Bonjour.
Cela fait longtemps que je n'ai pas été active, dis-donc ! Mais me revoici pour un chapitre un peu court mais que j'ai pris du plaisir à écrire !
Au menu : une Rebelle qui jouit de sa nouvelle vie (vos gueules svp), un Antoine sauvage, un Richard en arrière-plan, et un mystérieux personnage, mais les plus malins vont facilement deviner de qui il s'agit. ^^
Juste une parenthèse : "Le Père Noël passera en retard". Effectivement, Mathieu, c'est pas en nous offrant d'étranges petits sketchs que tu vas réussir à nous combler... On veut le gros cadeau qui nique des mères.
Sur cette note de poésie, bonne lecture à vous, bande de gens !
Miss Tronçonneuse.
Chapitre IX : Quelle magnifique vie que la vie féline !
Étoile avançait silencieusement dans les rues de Nantes, son pelage gris perle brillant de mille reflets bleus sous les lumières de la métropole. C'était le soir, même presque la nuit, pourtant, personne ne semblait dormir, et surtout pas elle ! Elle aimait explorer la ville sous forme féline, et puis, elle n'avait pas trop le choix. La Rebelle, l'humaine, allait devoir attendre pour réapparaître… Plusieurs semaines étaient passées depuis la dernière fois qu'elle avait vu Maitre Chat, mais elle avait fini par perdre espoir : il l'avait oubliée. Que pouvait-on espérer de plus d'un polygame égocentrique ? Il était peut-être galant et s'y connaissait en mots doux, mais il fallait se rendre à l'évidence : il avait terminé de jouer avec elle et n'en avait plus besoin. Cela ne faisait rien : elle savait garder la tête haute, comme toujours, même s'il avait réussi à la blesser. Il fallait simplement qu'elle trouve de quoi se détendre. Comme quelqu'un d'autre, par exemple. Juste un plan cul, rien de plus simple.
La jeune neko était loin d'être une garce : elle n'allait surtout pas voler le cœur d'un pauvre garçon puis le briser en mille morceaux, l'utilisant comme un objet sexuel, non, elle n'était pas comme un certain gothique prétentieux. Elle ne voulait pas une relation trop sentimentale, juste quelque chose pour se calmer et l'oublier un peu, et elle avait déjà trouvé : un simple chat. Si elle se trouvait un chat, simplement cela, quelqu'un qui n'ait rien d'humain, c'était sûr, ça allait la changer.
Mais bon, ce n'était pas sa nouvelle connaissance qui allait le lui faire oublier, même s'il lui plaisait bien…
–Pelage Nocturne ! miaula-t-elle joyeusement en sautant sur le muret qui était leur lieu de rendez-vous, apercevant son nouvel ami -peut-être bientôt amant- non loin d'elle.
Le chat au pelage noir immaculé se tourna vers elle en ronronnant, et s'avança avec grâce vers elle, ses yeux couleur topaze brillant d'un éclat doré, comme une étoile unique dans une constellation envoutante.
–Bonsoir, Étoile, la salua-t-il en venant frotter son museau contre le sien.
Il sentait l'humain à plein nez, alors qu'il prétendait être un chat errant, mais la chatte grise avait conclu en se disant qu'il venait squatter chez eux pour se nourrir ou se réchauffer, une tactique très courante parmi les chats de rue.
Après s'être salués pendant une bonne minute, mêlant les fourrures grise et noire, sentant leurs odeurs corporelles et se couvrant de léchouilles en ronronnant, les deux protagonistes commencèrent enfin à se parler, leurs queues félines entrelacées, comme dans un Disney, même si leur conversation, elle, ne se rapprochait pas vraiment de celle qu'auraient pu avoir un prince et une princesse.
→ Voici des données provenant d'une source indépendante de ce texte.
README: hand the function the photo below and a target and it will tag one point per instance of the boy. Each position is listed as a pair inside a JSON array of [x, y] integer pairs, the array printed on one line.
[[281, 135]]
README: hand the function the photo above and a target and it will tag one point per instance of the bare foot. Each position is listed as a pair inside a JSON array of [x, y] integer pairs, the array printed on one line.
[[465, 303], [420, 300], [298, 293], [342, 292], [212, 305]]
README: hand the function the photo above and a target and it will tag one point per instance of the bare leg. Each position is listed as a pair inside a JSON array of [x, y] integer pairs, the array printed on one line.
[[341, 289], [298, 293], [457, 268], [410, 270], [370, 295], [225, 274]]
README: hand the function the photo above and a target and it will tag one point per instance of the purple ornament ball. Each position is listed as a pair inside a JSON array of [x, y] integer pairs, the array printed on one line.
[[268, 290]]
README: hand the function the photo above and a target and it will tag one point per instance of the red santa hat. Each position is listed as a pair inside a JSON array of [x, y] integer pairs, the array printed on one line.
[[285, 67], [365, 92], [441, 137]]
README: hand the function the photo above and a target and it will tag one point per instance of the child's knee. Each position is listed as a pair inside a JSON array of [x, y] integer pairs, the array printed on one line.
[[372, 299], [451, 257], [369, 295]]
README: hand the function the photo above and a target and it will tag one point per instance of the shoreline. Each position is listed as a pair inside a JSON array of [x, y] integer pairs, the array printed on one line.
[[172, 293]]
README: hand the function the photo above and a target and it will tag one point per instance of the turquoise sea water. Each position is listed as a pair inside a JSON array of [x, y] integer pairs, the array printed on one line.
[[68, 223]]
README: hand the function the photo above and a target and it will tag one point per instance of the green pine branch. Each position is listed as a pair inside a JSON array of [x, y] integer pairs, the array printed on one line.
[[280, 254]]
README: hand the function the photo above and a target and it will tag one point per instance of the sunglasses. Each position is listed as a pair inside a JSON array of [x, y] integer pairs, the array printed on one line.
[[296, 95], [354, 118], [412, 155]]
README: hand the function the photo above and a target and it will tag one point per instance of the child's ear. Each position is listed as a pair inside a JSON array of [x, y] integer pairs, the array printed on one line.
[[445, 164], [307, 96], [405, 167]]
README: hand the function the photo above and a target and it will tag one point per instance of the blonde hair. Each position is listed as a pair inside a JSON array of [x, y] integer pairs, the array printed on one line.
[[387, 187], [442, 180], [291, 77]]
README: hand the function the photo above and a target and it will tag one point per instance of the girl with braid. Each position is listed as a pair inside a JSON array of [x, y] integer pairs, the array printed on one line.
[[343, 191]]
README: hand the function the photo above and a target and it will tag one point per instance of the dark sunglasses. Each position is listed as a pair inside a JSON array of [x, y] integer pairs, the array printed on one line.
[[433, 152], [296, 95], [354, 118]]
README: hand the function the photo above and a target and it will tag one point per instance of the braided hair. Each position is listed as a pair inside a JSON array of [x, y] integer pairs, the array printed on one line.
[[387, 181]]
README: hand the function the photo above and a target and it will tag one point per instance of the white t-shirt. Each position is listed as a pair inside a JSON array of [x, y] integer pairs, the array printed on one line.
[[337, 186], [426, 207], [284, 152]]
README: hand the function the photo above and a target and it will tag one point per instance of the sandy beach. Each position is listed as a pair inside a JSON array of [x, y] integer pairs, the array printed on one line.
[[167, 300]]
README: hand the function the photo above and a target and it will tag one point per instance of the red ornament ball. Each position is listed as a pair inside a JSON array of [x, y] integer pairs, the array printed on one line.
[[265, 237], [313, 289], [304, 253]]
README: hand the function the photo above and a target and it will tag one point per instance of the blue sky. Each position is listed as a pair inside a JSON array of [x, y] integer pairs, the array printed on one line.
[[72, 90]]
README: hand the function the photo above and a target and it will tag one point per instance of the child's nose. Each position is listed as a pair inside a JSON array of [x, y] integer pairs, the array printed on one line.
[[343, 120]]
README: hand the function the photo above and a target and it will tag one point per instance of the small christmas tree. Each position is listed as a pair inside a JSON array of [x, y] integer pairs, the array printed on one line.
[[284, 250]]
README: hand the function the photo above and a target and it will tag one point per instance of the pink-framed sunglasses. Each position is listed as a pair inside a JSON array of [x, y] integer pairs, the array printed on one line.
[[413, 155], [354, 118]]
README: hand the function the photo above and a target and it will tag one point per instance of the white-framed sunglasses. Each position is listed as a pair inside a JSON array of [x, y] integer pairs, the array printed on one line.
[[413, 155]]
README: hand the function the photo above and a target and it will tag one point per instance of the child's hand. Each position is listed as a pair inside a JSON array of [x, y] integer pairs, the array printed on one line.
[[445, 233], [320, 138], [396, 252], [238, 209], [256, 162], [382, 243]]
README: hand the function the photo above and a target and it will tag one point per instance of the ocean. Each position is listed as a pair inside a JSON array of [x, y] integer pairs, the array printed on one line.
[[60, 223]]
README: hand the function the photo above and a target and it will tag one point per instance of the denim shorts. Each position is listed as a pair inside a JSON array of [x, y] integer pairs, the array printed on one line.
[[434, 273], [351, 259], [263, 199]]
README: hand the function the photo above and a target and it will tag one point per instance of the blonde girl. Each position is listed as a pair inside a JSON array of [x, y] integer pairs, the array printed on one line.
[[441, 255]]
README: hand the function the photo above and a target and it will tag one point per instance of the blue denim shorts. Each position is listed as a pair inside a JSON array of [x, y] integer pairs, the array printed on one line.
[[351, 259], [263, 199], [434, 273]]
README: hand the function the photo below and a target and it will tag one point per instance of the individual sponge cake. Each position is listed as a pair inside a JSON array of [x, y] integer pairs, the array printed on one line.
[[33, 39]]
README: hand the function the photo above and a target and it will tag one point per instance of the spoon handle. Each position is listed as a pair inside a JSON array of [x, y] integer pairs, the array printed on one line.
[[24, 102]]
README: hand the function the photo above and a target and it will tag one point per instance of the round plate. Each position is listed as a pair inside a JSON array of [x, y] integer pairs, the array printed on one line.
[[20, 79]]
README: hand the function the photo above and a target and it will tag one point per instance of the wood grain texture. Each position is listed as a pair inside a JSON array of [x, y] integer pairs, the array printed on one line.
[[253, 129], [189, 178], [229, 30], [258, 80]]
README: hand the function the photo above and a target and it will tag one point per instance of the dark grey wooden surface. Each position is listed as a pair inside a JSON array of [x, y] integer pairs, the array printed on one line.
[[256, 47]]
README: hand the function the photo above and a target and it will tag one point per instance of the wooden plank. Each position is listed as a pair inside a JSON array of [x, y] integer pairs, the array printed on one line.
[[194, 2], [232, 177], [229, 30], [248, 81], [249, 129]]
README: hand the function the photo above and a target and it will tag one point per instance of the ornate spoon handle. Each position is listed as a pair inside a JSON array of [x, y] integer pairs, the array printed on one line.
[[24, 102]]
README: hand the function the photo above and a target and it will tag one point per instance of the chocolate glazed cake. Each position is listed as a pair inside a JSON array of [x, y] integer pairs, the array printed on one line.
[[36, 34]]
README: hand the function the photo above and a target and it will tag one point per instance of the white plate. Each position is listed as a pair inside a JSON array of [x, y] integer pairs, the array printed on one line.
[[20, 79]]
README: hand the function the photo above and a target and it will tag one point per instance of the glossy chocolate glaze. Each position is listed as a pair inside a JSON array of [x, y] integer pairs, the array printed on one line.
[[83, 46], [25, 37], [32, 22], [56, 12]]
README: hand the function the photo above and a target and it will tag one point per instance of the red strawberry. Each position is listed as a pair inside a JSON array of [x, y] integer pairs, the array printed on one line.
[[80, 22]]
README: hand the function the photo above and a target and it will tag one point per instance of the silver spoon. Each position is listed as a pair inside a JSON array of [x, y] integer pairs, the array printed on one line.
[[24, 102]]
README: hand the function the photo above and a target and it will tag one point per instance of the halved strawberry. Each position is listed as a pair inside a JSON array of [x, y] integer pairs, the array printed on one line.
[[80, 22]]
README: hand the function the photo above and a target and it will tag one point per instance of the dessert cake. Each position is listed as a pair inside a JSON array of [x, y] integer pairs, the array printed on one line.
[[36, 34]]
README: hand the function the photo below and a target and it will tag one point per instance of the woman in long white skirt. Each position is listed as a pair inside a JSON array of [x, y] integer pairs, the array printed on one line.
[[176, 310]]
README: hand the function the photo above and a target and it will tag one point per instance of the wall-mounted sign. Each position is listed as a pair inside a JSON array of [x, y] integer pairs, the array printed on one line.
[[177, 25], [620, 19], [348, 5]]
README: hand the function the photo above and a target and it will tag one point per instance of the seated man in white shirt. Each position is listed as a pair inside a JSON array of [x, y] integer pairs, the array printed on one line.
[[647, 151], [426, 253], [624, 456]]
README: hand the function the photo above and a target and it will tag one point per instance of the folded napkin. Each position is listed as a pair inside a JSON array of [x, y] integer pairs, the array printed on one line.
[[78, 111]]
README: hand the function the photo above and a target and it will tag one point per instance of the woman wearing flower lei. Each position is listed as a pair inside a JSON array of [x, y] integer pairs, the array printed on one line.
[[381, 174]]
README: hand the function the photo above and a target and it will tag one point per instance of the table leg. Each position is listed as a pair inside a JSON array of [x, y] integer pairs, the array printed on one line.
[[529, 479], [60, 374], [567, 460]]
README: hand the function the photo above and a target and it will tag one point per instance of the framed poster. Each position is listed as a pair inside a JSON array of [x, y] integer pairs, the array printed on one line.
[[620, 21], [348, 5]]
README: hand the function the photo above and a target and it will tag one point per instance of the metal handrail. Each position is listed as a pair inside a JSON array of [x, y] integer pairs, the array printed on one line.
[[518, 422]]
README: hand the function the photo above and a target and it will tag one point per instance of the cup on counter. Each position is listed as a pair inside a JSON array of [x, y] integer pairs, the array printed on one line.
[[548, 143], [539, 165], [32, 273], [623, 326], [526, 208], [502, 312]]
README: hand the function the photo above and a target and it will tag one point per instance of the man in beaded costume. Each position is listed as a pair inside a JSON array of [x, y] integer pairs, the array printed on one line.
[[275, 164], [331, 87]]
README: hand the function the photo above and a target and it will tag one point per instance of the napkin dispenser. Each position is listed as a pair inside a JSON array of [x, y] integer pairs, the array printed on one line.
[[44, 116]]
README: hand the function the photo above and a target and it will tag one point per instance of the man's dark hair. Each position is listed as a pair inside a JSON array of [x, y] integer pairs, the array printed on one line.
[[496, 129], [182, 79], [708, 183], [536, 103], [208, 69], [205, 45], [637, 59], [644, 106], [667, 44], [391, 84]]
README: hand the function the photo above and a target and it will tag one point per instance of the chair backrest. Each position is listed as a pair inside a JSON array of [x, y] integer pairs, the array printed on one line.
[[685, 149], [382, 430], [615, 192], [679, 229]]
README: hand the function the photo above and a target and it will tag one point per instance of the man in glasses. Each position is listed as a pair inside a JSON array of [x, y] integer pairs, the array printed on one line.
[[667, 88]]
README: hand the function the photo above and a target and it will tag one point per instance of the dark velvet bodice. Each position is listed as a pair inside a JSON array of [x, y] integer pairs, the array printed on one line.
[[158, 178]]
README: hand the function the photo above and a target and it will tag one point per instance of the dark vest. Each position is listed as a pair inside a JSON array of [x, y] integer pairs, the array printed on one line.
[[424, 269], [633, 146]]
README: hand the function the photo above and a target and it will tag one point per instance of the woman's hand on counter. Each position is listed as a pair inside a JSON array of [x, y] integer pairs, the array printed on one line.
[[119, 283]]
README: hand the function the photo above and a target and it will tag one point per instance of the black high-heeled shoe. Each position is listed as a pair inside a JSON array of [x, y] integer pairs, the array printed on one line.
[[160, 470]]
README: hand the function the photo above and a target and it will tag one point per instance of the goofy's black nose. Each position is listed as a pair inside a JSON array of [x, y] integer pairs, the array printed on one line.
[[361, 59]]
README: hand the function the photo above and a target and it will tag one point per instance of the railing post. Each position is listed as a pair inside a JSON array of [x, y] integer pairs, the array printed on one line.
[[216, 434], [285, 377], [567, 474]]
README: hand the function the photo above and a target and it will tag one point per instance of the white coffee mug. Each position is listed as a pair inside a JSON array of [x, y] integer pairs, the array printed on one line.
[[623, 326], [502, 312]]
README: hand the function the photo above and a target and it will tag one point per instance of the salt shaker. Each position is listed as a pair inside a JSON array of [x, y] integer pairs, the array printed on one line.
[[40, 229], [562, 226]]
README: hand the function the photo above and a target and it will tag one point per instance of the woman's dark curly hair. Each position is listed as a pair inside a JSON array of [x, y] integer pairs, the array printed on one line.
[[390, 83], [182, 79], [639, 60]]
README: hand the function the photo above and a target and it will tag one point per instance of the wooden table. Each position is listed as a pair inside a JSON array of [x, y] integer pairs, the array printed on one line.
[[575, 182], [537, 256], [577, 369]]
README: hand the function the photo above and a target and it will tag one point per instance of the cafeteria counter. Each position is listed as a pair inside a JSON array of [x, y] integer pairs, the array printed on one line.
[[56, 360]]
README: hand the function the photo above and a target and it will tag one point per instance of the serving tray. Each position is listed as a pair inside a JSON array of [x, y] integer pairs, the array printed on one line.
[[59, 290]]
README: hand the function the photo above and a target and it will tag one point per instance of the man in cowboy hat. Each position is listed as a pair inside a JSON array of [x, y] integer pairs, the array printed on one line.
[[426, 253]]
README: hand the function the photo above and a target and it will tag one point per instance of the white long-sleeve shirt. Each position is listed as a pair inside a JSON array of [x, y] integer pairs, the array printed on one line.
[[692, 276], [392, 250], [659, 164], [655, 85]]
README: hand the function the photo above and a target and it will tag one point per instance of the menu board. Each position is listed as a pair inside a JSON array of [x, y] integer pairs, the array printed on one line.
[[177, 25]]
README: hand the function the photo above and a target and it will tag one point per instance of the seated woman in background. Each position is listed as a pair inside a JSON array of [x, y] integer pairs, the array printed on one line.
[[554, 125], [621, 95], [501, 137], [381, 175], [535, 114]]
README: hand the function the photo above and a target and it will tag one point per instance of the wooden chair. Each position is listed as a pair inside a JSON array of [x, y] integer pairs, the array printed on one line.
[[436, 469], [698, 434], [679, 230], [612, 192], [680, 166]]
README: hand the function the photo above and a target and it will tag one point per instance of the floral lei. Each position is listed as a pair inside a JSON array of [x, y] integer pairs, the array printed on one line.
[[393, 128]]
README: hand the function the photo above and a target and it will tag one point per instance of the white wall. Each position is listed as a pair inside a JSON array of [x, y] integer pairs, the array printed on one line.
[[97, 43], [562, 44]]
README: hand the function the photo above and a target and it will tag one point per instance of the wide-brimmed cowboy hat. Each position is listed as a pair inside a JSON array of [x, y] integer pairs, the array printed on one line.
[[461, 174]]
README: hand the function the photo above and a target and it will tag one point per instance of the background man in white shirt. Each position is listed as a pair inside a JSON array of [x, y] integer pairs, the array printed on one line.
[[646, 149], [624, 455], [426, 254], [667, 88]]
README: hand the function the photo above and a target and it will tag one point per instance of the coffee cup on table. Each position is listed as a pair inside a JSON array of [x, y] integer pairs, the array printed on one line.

Étoile aimait bien Pelage Nocturne, il était drôle, doux, sympathique, et même charismatique, même s'il n'était qu'un simple chat. Et, évidemment, lorsque l'on parle avec un chat, on ne peut avoir aucune référence culturelle venant de sa part, ou des blagues faites avec un humour "humain", mais ça ne la dérangeait pas plus que ça, et elle pouvait même noter que son ami avait quelques neurones en plus que les autres chats.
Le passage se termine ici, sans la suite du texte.